Anthopoulos isn't the only GM hot after Darvish, of course, but only a handful of major league teams have the interest and means to pull off a deal. The New York Yankees are in on everybody, and even though they failed in the past by signing Japanese pitchers such as Igawa and Hideki Irabu, they will be looking for pitching again in free agency. They will have motivation and money.
The Boston Red Sox are lurking, too, but they'll still be paying Matsuzaka in 2012, when he'll be trying to come back from Tommy John elbow ligament replacement surgery. Dice-K was 26 when he started with the Red Sox, and had two good seasons (one that included a World Series victory), but only disappointment and injuries followed. He had been overworked in Japan, though; Darvish has been babied by comparison.
The Mets and Dodgers might have the means, but they are a little distracted right now and would be better off sitting this one out out. MLB Trade Rumors lists all of the teams rumored to have interest in Darvish, and Evan Brunell of CBS Sports whittled those down to the Yankees, Texas Rangers and Blue Jays as being the top suitors. I'd also add the Washington Nationals, because they get impulsive.

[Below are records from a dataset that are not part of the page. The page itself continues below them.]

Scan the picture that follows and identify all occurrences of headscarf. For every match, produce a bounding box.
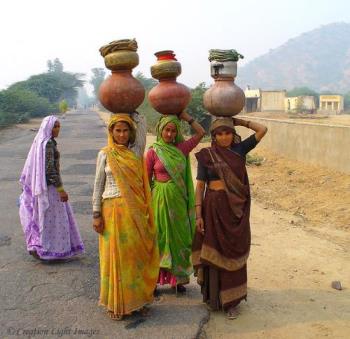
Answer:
[19,115,58,235]
[108,114,136,145]
[152,115,195,232]
[103,114,156,252]
[210,117,241,144]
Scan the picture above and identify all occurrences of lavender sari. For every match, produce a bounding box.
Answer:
[19,116,84,260]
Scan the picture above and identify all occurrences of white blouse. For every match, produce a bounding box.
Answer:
[92,113,147,212]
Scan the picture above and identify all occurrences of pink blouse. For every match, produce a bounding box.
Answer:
[146,136,200,182]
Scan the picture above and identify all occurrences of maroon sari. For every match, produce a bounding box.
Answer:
[192,145,250,310]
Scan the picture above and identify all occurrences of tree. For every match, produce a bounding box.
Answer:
[58,100,68,113]
[47,58,63,73]
[9,72,84,106]
[0,88,56,126]
[90,67,106,98]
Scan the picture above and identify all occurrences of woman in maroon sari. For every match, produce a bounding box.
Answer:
[192,117,267,319]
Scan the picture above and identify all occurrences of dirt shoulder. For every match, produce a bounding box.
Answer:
[240,112,350,126]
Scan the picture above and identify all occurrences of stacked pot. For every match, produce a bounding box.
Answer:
[148,51,191,115]
[99,39,145,114]
[203,49,245,117]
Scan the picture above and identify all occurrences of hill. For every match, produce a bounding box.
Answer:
[237,23,350,93]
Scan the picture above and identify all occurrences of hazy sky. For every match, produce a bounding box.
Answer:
[0,0,350,89]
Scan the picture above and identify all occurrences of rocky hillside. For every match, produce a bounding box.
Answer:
[237,23,350,93]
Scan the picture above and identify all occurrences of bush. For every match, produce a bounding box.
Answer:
[0,89,52,117]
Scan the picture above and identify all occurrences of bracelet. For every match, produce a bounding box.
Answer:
[92,212,101,219]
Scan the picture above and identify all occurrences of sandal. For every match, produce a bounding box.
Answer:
[107,311,123,321]
[226,307,239,320]
[139,306,150,317]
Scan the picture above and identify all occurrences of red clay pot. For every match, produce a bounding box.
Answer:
[148,79,191,115]
[99,70,145,113]
[203,79,245,116]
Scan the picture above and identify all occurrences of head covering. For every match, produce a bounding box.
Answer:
[210,117,241,144]
[19,115,58,236]
[156,115,185,145]
[20,115,58,197]
[108,114,136,146]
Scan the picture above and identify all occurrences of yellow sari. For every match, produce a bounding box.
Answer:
[99,115,159,316]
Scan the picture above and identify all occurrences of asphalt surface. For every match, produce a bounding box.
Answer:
[0,111,208,338]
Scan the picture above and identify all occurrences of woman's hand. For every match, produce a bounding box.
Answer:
[179,111,192,122]
[92,217,105,234]
[232,118,267,142]
[59,191,68,202]
[196,217,204,234]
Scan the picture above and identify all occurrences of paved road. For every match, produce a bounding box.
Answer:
[0,111,208,338]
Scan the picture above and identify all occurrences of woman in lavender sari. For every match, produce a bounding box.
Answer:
[19,116,84,260]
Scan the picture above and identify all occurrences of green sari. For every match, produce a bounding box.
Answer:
[152,116,195,284]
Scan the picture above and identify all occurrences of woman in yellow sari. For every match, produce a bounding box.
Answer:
[93,114,159,320]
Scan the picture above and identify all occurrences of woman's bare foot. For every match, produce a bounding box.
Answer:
[226,306,239,320]
[139,306,150,317]
[108,311,123,321]
[29,251,41,260]
[172,284,186,293]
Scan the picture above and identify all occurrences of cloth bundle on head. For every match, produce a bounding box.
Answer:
[210,117,241,144]
[19,115,58,239]
[108,114,136,146]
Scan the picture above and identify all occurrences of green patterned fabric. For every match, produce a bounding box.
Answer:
[152,116,195,283]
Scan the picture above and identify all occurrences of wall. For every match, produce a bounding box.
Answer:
[261,91,286,112]
[284,96,316,112]
[237,116,350,174]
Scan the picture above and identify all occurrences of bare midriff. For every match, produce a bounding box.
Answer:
[208,180,225,191]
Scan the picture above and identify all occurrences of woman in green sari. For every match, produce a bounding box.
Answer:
[146,112,205,293]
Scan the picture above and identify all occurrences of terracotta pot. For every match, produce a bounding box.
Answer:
[148,79,191,115]
[104,50,139,71]
[99,70,145,113]
[203,79,245,116]
[151,60,181,80]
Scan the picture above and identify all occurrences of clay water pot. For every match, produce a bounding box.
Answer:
[104,50,139,71]
[203,78,245,116]
[148,51,191,115]
[99,70,145,113]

We all could be getting ahead of ourselves, though.
Darvish hasn't come out and said, "I'm coming to America in 2012," though he did recently hire agents Don Nomura and Arn Tellem. That's a sign change is coming.
Also, Darvish's Japanese team has the right of first refusal, and the Nippon Ham Fighters (greatest team name ever) have not said they're going to let him go. If they do let him try free agency in the United States, he would be subject to a posting fee — which is determined via silent auction among those MLB teams interested.

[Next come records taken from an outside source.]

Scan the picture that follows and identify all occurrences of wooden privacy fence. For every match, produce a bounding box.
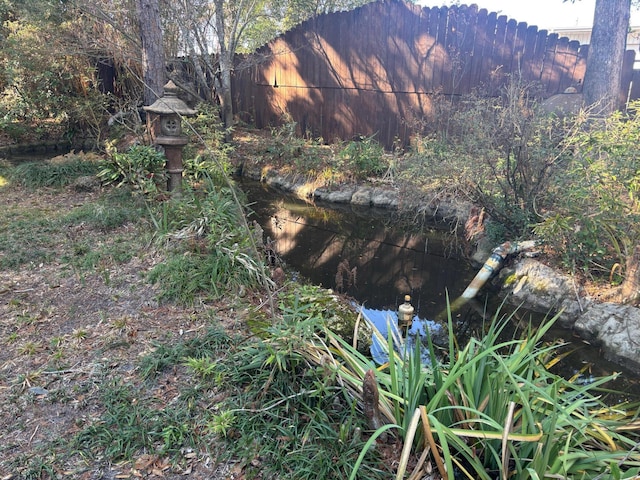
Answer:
[233,0,634,147]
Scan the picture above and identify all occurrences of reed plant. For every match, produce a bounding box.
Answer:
[310,300,640,480]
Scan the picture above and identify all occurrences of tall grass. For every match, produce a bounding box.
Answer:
[11,154,100,189]
[310,298,640,480]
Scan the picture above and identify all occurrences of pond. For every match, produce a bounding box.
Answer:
[241,180,640,397]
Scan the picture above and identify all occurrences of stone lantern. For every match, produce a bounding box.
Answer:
[143,81,197,191]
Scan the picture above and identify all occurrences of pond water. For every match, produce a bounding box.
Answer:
[241,180,640,399]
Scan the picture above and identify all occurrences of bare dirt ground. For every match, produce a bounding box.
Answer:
[0,186,250,480]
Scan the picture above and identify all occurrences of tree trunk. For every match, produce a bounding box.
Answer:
[582,0,631,115]
[214,0,234,141]
[620,245,640,303]
[136,0,165,105]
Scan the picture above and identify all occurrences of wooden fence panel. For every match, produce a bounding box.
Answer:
[233,0,640,147]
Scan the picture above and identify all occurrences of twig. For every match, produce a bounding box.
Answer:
[27,425,40,445]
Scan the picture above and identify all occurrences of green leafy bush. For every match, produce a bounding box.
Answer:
[337,135,389,179]
[535,105,640,277]
[98,145,166,194]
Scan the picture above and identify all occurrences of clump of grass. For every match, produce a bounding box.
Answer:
[140,327,232,378]
[74,381,197,460]
[317,300,640,480]
[11,154,100,189]
[150,185,269,304]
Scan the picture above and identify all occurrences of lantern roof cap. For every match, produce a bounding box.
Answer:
[142,80,198,116]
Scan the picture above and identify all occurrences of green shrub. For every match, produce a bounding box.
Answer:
[10,154,100,189]
[536,104,640,277]
[98,145,166,194]
[337,135,390,179]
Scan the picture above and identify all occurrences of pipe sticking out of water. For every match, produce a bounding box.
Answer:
[460,240,538,299]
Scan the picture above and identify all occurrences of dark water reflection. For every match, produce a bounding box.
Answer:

Before the 2006 season, when Matsuzaka came to the Red Sox, Boston won the posting auction for $51.1 million — payable not to the player, but to his team from Japan. Call it a tribute. (The nice part: You get the posting fee returned if contract negotiations with the player fail.)
In Dice-K's case, agent Scott Boras negotiated a $52 million contract that runs through next season. (That's part of where the $100 million guess for Darvish comes from.) I'll never forget that puffy winter coat Dice-K wore on the tramp steamer over here.